If and when we choose to accept it, we can experience some measure of peace and rejoin the living. A healthy step in this procedure is discovering a method to in some way preserve that person’s presence in our lives. Now, this is a really specific thing and you need to be extremely mindful not to judge the options of the bereaved.

Most people have seen the Meet the Parents film. In it, Robert De Niro’s character kept the ashes of his mother in an urn on his mantle. Many individuals do this with the cremated remains of their loved ones. Others place some ashes in a locket and wear it around their neck. Some will set up scholarships or memorials. When my husband passed away, his household and I developed a wrestling scholarship fund for a local high school wrestler. When my friend lost her 8-year-old kid, she had the Houston zoo name the frog display after him!

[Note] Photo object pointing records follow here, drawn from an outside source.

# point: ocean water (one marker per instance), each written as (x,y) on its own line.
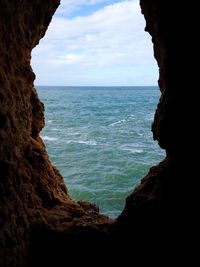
(101,141)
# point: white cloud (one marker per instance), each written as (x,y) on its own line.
(97,48)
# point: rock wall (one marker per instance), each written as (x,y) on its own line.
(38,219)
(31,190)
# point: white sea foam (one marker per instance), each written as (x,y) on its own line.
(48,138)
(89,142)
(133,149)
(75,133)
(117,122)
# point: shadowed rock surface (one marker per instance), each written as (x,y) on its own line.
(39,222)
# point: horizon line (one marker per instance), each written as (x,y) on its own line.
(97,85)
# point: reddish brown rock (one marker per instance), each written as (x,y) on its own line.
(39,222)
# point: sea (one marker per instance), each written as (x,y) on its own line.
(100,140)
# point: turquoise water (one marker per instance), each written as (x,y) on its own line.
(100,139)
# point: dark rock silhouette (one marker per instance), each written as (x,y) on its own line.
(39,222)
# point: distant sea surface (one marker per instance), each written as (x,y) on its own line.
(100,139)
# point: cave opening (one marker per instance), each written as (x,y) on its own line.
(97,78)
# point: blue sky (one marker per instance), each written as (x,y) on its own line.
(96,42)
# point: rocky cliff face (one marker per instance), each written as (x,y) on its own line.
(38,219)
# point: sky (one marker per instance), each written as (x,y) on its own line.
(96,43)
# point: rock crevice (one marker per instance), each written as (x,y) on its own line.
(39,222)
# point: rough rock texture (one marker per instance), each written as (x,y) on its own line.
(39,222)
(31,190)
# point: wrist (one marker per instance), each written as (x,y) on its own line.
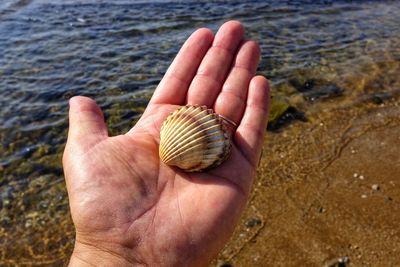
(92,255)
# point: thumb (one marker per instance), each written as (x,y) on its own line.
(86,123)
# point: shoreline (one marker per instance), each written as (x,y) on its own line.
(326,189)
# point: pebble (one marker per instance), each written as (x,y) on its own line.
(375,187)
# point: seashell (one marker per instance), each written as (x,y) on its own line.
(194,139)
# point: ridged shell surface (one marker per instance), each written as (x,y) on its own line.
(194,139)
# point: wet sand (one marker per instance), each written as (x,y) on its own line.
(326,189)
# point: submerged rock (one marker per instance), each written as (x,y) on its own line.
(316,89)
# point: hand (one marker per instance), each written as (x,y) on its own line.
(128,207)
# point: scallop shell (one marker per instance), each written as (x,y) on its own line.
(194,139)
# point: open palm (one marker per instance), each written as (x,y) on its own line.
(130,208)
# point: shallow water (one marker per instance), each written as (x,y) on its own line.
(319,55)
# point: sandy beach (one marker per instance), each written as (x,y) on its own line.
(327,191)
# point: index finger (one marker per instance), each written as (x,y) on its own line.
(249,135)
(175,83)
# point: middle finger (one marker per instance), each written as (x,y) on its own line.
(214,67)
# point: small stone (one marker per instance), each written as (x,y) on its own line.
(375,187)
(253,222)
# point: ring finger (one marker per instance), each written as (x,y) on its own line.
(231,101)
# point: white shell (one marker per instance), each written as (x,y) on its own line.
(194,139)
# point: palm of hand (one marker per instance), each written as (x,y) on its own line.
(135,202)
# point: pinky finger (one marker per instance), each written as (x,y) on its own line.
(249,135)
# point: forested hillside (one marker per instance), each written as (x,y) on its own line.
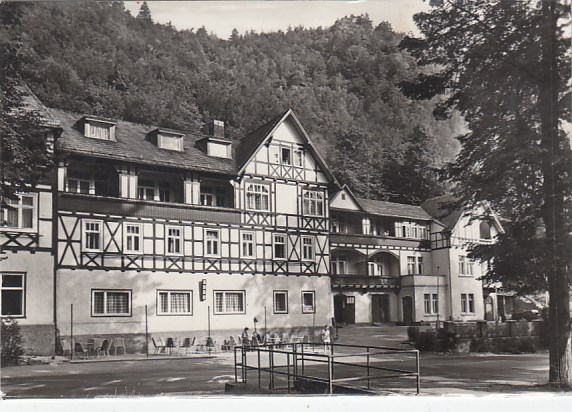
(342,81)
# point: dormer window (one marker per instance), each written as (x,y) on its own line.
(99,129)
(170,141)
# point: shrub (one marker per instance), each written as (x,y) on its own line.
(11,341)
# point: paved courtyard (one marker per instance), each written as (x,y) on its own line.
(442,374)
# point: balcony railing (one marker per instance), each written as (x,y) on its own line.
(141,208)
(341,239)
(365,282)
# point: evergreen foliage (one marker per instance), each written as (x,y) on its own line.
(505,65)
(96,58)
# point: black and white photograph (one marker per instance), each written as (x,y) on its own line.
(286,204)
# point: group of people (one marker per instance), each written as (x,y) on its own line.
(256,338)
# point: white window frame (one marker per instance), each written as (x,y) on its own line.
(313,203)
(306,308)
(275,301)
(105,292)
(19,207)
(468,303)
(286,160)
(225,310)
(131,235)
(84,235)
(284,243)
(339,265)
(257,191)
(308,248)
(168,294)
(212,243)
(298,158)
(21,289)
(94,128)
(177,240)
(248,246)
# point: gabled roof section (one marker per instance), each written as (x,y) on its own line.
(391,209)
(436,208)
(251,143)
(132,145)
(337,199)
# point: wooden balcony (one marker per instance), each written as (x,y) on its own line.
(349,240)
(365,282)
(146,209)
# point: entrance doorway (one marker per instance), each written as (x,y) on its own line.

There are all kinds of creative methods to maintain the person’s presence. There is no wrong way. Whatever brings comfort to the bereaved needs to be supported by those around them. Bear in mind that even if a person is picking something that may be distasteful or wrong to you, don’t make it wrong for that person.

When acceptance takes place, then the grieving person can start to reassimilate back into their lives and the lives of those around them however it will not occur overnight. We require perseverance and caring understanding for those coming back from grief.

Another possible choice is the individual who does not appear to grieve at all. There may be numerous descriptions for this behavior. The person might be really personal and won’t do his/her mourning where others can see. Another possibility is that the person is trying to be strong for everybody else. I understand I desired my kids to KNOW that I was going to be OKAY. I didn’t desire them to think that they needed to look after me. To some, it appeared that I wasn’t grieving enough.

If you are grieving, or you are associated with the life of someone who is mourning, please do not evaluate yourself or them. Comprehend that all habits are purposeful and the person is getting something out of what they are doing. When they end up being conscious that there is a choice, then they can make a conscious decision about which of the 3 choices they want to make. Once they know the direction they wish to enter, they need to flesh out the information of their plan.